2/8: quiet writing

...this morning.  It was a little shorter than usual because I wanted to make time for a walk before lunch, but I managed to write myself into some clarity about an upcoming assignment I need to devise for one class and to begin sketching plans for a new pamphlet (prompted by the Swift vowel riddle poem).

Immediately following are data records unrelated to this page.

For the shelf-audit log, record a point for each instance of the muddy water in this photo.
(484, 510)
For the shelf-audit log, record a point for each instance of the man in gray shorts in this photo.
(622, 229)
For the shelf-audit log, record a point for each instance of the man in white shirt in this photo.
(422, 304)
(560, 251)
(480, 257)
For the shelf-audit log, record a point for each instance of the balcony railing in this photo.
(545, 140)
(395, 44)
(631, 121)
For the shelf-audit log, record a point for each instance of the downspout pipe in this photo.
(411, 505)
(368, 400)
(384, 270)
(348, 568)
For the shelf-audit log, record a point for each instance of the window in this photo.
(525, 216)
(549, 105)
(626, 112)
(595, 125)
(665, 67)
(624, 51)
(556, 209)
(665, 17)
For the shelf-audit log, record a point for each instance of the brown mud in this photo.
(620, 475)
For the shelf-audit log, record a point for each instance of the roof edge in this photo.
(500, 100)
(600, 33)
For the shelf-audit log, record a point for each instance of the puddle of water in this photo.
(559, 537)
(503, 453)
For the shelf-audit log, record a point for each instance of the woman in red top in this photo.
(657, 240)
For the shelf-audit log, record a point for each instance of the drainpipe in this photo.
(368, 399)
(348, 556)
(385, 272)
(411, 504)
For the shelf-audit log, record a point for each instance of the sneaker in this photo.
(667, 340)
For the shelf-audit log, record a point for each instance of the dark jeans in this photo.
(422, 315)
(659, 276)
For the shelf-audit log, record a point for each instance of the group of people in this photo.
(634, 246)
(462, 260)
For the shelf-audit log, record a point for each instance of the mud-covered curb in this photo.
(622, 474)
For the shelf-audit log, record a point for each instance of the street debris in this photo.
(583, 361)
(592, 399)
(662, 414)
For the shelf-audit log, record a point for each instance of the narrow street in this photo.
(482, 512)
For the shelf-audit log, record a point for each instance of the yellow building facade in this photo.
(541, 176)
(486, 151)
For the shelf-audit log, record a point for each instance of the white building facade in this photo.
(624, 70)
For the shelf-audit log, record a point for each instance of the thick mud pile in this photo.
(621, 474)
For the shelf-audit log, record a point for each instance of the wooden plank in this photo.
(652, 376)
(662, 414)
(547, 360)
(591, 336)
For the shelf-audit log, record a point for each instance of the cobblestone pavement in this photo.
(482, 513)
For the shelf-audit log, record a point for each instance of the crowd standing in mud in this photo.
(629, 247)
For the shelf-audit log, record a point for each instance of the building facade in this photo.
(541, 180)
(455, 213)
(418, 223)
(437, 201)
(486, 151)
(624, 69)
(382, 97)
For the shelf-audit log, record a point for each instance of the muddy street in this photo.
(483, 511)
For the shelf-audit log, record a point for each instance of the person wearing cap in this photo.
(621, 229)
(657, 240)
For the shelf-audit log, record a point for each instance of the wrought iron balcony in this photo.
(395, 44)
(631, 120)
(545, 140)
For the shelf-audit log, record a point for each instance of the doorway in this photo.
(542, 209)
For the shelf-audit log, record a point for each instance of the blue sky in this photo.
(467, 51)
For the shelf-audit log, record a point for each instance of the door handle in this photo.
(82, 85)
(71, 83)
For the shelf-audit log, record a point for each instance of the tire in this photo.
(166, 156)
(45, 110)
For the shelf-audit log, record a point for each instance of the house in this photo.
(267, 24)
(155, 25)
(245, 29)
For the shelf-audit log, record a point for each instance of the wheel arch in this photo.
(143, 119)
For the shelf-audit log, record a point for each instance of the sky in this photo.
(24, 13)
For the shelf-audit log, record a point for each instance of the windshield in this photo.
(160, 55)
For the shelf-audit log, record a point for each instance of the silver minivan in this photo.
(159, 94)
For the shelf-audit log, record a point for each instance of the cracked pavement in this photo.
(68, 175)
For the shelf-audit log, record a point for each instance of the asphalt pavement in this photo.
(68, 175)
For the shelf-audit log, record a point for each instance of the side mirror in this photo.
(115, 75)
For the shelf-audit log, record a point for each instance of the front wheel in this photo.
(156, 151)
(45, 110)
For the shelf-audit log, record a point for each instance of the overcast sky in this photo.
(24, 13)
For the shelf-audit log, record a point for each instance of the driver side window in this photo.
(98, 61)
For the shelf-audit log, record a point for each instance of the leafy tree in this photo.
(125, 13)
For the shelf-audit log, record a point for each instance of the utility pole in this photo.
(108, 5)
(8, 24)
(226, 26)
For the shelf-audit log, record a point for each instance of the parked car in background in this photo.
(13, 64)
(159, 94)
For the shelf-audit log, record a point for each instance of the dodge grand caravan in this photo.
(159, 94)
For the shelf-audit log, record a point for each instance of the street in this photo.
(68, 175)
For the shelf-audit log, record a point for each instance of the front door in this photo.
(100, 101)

2/7: morning, afternoon, evening

In the morning I wrote valentines.  In the afternoon I mailed them and took a walk.  In the evening I worked through a stack of grading.

2/6: coming across

...Jonathan Swift's vowel riddle poem.

2/5: learning the names

...of the Myth students.  Many of them seemed happy when I called on them correctly in class and even supportive when I had to pause for a second to remember who they were.

2/4: a benefit

...of a boring TV show:  it helped me fall asleep when I was too wound up to concentrate on bedtime reading.

2/3: beginning

...The Odyssey in the Myth class.  It's the first time I'm using Emily Wilson's translation, and though I've been glad to teach Robert Fagles' translation in the past, it's good to have a change.  I also had to change the first day of readings to start to make up for last week's cancellations due to weather.  We read both Book 1 and Book 2 for today (instead of just Book 1).  That worked well and took us comfortably just to the end of class. 

2/2: folding

...just a few pamphlets this morning.

2/1: being glad

...that I found Ruth Manning-Sanders' short story "The Skull" so that students could compare it with Jon Klassen's picturebook The Skull.  (Klassen was inspired by Manning-Sanders' short story but takes the tale in different directions.)  I'm looking forward to tomorrow's class discussion.